The Indian Ocean Craft Triennial reaches out to the region with the aims of achieving cultural learning and exchange. It’s a unique opportunity to build new relationships with craft as the base from which other larger issues are revealed. Geography, diversity, gender politics, dispossession, repossession, environment and sustainability are explored through the triennial with craft as the lens through which artists discuss these issues.
Creative adaptability is the key to successful practice.
While societies globally experience rapid and vast transformations based on technology, innovation, and mass communication, the emotional value of craft and the hand-made is increasing. As studio artists and traditional artisans respond to new circumstances, we witness a re-engagement of contemporary craft by makers willing to sustain the value and benefit of the hand-made in contemporary life.

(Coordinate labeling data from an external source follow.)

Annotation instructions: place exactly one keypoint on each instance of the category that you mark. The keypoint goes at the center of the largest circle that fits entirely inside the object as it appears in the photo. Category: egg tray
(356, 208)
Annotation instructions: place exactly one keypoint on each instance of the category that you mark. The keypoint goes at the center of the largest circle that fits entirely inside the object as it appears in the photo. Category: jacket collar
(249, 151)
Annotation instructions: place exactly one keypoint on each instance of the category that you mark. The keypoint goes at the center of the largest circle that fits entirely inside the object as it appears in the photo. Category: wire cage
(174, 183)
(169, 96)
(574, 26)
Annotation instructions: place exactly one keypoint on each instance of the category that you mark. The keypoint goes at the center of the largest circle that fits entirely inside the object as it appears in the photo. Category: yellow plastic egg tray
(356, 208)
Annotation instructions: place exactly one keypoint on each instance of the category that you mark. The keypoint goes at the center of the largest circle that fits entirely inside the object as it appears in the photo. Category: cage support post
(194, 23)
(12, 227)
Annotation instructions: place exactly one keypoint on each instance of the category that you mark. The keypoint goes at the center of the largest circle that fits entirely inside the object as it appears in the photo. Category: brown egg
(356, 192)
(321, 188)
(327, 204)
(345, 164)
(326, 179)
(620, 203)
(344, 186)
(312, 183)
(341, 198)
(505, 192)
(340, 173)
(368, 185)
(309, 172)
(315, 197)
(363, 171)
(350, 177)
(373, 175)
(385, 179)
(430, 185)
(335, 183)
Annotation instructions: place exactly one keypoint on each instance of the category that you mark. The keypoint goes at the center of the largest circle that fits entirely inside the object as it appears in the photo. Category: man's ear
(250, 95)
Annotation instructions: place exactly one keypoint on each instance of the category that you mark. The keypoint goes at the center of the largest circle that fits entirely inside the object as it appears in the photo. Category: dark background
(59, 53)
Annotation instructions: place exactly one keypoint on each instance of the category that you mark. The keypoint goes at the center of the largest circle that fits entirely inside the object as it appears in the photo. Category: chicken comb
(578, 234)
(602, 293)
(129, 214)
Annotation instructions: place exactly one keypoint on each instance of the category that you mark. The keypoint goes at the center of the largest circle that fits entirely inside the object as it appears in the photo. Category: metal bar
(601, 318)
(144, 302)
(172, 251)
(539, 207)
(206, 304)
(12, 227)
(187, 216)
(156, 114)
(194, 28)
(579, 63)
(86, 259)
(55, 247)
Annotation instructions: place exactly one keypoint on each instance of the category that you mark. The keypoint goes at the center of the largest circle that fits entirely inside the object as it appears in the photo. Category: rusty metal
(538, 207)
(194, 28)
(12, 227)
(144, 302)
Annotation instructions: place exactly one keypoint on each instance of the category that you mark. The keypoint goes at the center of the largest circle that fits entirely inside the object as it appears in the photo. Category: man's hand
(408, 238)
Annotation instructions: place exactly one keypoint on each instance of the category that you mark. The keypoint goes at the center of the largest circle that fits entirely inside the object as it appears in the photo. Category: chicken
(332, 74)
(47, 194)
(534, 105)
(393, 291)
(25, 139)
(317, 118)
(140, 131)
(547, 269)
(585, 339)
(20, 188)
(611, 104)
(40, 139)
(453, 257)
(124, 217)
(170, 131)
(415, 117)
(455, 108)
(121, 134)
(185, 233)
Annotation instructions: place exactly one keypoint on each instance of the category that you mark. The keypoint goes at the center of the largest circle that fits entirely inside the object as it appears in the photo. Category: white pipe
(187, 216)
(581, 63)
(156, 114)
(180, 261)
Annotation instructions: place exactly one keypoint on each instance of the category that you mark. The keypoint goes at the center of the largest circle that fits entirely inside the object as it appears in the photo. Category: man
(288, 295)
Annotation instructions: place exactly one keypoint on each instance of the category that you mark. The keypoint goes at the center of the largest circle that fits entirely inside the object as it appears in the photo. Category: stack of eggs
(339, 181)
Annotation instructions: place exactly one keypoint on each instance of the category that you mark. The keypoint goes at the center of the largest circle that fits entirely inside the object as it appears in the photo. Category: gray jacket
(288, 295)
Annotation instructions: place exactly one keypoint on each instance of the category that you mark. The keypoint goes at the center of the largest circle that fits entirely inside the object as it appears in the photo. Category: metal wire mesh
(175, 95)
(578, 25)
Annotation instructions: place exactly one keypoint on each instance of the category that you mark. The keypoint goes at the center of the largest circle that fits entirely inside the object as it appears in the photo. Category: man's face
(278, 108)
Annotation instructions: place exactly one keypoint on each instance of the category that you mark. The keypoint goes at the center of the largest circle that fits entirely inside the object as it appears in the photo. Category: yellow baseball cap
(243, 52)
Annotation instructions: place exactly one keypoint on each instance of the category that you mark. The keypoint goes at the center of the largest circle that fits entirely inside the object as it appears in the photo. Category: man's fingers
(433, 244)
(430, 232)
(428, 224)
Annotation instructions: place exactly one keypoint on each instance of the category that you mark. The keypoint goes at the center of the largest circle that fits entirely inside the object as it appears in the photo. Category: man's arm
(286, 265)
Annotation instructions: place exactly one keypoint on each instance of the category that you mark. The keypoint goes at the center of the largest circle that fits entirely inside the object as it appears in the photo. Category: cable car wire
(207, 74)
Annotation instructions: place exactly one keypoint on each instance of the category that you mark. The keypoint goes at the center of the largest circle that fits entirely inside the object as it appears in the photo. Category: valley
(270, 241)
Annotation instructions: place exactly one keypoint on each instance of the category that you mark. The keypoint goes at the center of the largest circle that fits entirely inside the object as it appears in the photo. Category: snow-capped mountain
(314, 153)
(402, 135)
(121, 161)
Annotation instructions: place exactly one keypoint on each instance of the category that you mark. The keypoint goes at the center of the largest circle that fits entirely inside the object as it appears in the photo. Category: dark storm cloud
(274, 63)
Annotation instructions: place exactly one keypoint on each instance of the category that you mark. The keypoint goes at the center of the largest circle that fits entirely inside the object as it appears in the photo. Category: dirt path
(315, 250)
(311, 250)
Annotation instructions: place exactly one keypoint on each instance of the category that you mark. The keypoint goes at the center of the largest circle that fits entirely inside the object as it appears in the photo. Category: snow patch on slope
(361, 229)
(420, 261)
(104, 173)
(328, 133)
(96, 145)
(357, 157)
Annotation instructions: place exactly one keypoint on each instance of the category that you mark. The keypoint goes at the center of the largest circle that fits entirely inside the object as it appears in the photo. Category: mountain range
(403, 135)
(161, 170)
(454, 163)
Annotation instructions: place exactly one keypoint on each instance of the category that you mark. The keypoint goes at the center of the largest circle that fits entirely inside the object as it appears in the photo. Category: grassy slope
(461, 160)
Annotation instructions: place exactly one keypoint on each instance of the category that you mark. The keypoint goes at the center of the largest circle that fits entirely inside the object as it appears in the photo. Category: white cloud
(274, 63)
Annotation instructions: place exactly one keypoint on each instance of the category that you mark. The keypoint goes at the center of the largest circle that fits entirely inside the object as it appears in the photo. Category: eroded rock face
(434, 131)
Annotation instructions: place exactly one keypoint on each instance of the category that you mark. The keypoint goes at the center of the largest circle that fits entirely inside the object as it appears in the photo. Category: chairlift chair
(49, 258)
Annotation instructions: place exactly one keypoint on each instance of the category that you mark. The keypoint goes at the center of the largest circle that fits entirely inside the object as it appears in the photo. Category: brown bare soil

Throughout the Indian Ocean region craft objects and artefacts have traditionally been linked to specific uses. Whether on a daily basis, for special ceremonies or acts of worship, rituals of the everyday touch each of us in different ways, for example:
Votive: describing systems and formalities of belief
Family/Utility: objects with their roots in function and domestic use
Shelter: referencing the architectures of physical protection
Adornment: a process of embellishment or beautification.
As we have researched artists and creative craft approaches, a number of sub-themes and messages have emerged strongly, concerning factors, such as: cultural reclamation, socio-political, environment and technology.